第285章 他们等了很久很久才等来的官家…… (第2/2页)
他看到赵玖走进那道光里,看到那个苍老的身影佝偻着背,一步一步,跨向一个陌生的世界。
他没有说话,只是低下头,用力地一下,又一下磨着那把刀。
刀面上映出他的脸,沟壑纵横,像黄土高原上的干涸河床。
他忽然停下手里的动作,把刀举起来,对着天幕上最后一点金光,轻声说了一句。
“官家……来咱这可好啊?俺想多杀几个金狗,替俺娘报仇……”
军营里,有人开始低声哭起来。
磨刀声此起彼伏。
……
一个赶驴的车夫停住了车,驴子打着响鼻,不耐烦地踢着蹄子,他没有催。
他仰着头,天幕上那道光已经消失了,可他的目光还没有收回来。
他的婆娘从车里探出头来,推了他一把:“你瞅啥呢?走不走?”
他回过神,没有回答婆娘,只是喃喃了一句:“那官家……真来大宋了……”
婆娘没好气地说:“咱现在不就在大宋嘛?”
车夫摇了摇头:“不一样的,那官家要去的那个大宋,金狗还没打过来……”
他沉默了很长一段时间,忽然扬起鞭子,在空中甩了一个响亮的鞭花:“驾!”
驴车缓缓动起来,吱吱呀呀地碾过石板路。
他补了一句,声音很轻,像在跟自己的驴子商量:“咱要是也能去,就好了。
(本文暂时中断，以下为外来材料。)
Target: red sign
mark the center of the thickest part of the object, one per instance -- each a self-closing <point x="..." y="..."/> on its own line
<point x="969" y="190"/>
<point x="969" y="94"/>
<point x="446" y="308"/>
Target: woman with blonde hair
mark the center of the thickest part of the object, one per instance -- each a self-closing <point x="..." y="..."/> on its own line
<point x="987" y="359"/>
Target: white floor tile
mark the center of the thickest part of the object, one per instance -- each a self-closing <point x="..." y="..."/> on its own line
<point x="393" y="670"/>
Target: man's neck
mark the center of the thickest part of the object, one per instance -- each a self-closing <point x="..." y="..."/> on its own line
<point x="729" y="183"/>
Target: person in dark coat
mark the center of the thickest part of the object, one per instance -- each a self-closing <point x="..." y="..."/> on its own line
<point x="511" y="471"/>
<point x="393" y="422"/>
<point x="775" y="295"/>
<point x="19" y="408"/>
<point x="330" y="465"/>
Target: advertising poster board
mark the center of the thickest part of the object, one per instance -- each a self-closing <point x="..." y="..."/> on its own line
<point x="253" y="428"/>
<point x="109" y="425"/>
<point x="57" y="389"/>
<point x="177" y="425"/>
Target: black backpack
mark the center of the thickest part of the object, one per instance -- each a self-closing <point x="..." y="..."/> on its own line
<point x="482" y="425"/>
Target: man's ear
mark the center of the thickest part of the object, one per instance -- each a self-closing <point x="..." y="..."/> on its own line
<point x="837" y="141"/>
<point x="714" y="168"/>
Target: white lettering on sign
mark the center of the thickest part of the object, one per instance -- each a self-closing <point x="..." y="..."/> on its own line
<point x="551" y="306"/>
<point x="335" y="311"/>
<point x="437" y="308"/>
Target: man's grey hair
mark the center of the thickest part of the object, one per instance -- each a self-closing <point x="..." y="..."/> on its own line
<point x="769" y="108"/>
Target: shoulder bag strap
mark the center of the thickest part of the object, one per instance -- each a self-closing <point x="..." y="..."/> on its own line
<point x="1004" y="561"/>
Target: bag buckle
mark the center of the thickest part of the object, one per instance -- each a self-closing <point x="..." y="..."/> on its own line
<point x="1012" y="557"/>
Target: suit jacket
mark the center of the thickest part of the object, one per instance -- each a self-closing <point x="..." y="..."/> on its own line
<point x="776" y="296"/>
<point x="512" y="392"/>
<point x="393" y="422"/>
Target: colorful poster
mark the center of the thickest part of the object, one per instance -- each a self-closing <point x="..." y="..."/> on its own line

”
……
西南,山脚下,一座破旧的小院。
一个衣衫褴褛的汉子正在院子里劈柴。
他的手臂很粗,皮肤被高原的阳光晒成深棕色。
他已经很久没有穿过军甲了,可他劈柴的姿势,还带着一种军营里才会有的利落。
那天幕上的金光,让他的动作停了下来。
他直起腰,斧头悬在半空中,还没有落下。
他看完了整个过程。
他放下斧头,走到屋檐下,从墙缝里摸出一样东西,那是一面残破的军旗,上面写着“岳”字。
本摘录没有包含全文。